While the Commonwealth games are still two months away, we are increasingly hearing sordid tales of Indian Olympic Association (IOA) officials making money in the guise of getting Delhi ready for the games. Here are a few examples that made me particularly sad:

  • Instead of buying treadmills, the games committee has decided to lease them for the duration of the games. The organizers claim that the cost to lease a treadmill for 45 days is a ridiculous Rs. 10 lakh. Investigation by media outlets have later revealed that you can buy (not lease) these same treadmills for around Rs. 4 lakh! (link)
  • Contracts have been brazenly awarded to the people who run the IOA. See this for example where the contract to prepare the tennis courts has been awarded to a company which is headed by the IOA treasurer’s son.
  • All preparations are hugely behind schedule. Many people attribute it to official apathy or incompetence. The truth is much more sinister. The IOA guys know that given a choice between (a) pumping money and getting Delhi ready at the last minute at all costs and (b) immense loss of national prestige by a lackluster event; the Indian/Delhi government will clearly choose (a). Hence, the IOA has deliberately delayed the preparations and now it is basically holding the Indian government hostage. “If you want us to be ready, we need Rs. xxx. And make it fast please!”.
  • Mr. Suresh Kalmadi has been the head of the IOA for the past fourteen years. I wonder what credentials does he have which allow him to remain the head of such a critical body for such a long time? His resume doesn’t list any sports background. The results he has delivered (as evidenced by our performances in international sports competitions) have been mediocre at best, and if you take out two or three brilliant individual performers, they are downright appalling. So why does he get to be the head of the IOA?

I am sure we will hear many more stories like this in the days to come. And it will be followed by the usual. After the games, a committee will be seated to investigate the conduct of the officials organizing the games. After six years of painstaking effort, all of it on taxpayer’s money, the committee will produce a 600 page report. Suresh Kalmadi by that time will be standing for his seventh re-election to the post of the IOA President. And India will be preparing for Olympics 2020 with the same wealth games being played in the background. I hope I am wrong.

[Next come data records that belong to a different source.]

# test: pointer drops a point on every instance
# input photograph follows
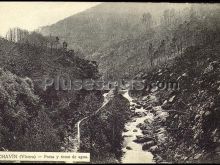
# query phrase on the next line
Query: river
(133, 152)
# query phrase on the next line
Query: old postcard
(101, 82)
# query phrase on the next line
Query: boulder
(128, 148)
(138, 106)
(125, 130)
(142, 139)
(166, 106)
(132, 109)
(148, 107)
(147, 145)
(135, 130)
(139, 114)
(134, 120)
(145, 132)
(153, 149)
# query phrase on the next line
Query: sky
(32, 15)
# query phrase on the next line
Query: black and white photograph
(109, 82)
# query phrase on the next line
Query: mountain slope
(104, 24)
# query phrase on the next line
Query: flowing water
(133, 152)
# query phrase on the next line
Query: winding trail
(107, 98)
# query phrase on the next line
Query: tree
(147, 20)
(150, 52)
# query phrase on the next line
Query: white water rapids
(135, 154)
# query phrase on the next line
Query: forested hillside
(104, 24)
(35, 119)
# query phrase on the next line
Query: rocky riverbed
(144, 130)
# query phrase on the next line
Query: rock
(146, 121)
(147, 145)
(166, 106)
(145, 132)
(142, 139)
(134, 120)
(139, 125)
(128, 148)
(143, 127)
(158, 159)
(149, 108)
(135, 130)
(138, 106)
(153, 149)
(132, 109)
(139, 114)
(125, 130)
(127, 136)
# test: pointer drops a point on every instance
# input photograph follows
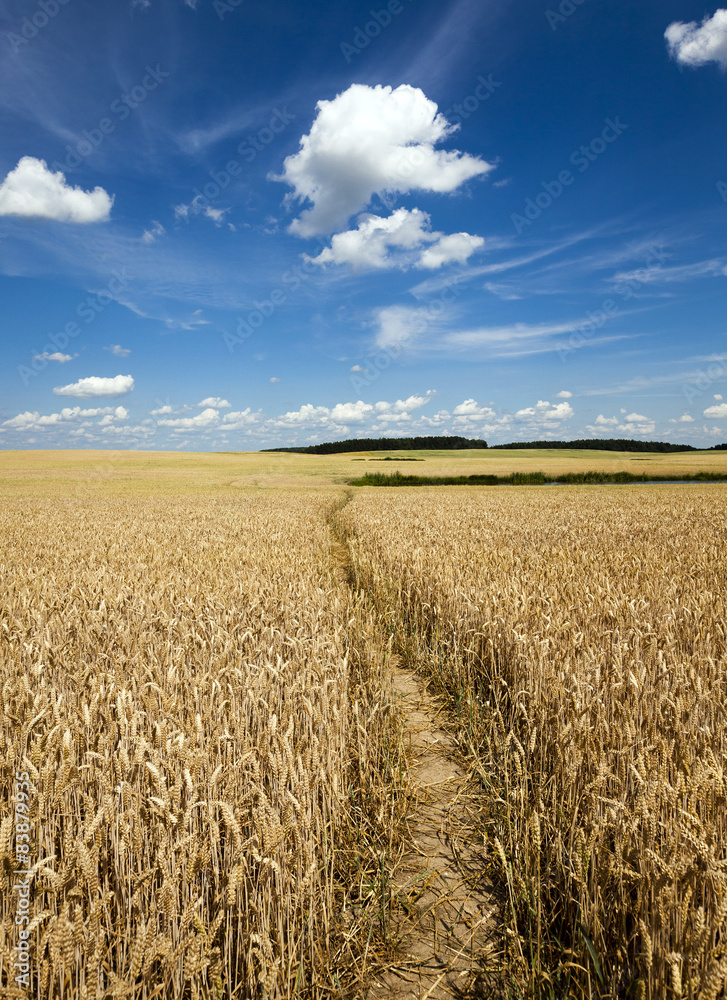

Indian Census and Caste Statistics

I find it weird that no Census in independent India has ever collected any statistics about castes (scheduled castes and tribes aside). Given that so many of our policies and so much of our national resource allocation depends on caste, why does our Government shy away from collecting that data?

The original decision to not collect such data was, I think, to de-emphasize caste distinctions. While the intent might have been good, in reality much of our politics and national discourse is caste based and there are many benefits of accurate data regarding castes.

In fact the Mandal commission estimated the percentage of OBCs to be 52%. A much later survey conducted by the NSS (National Sample Survey) estimated the number to be 36%. Who is right? The cynic in me says the politicians want the public to remain in the dark since caste is one of the main tools they use to rule our country!

When this question about collecting caste data was put to C. Chandramoulli, the Census Commissioner, his reply was:

In Independent India, there has never been a Census where details related to castes were given. We don’t have that mandate from the government. There is no change in policy. We will only come out with total scheduled caste and scheduled tribe population in various areas. Details about caste will not be spelt out.

So we shall continue to live in ignorance!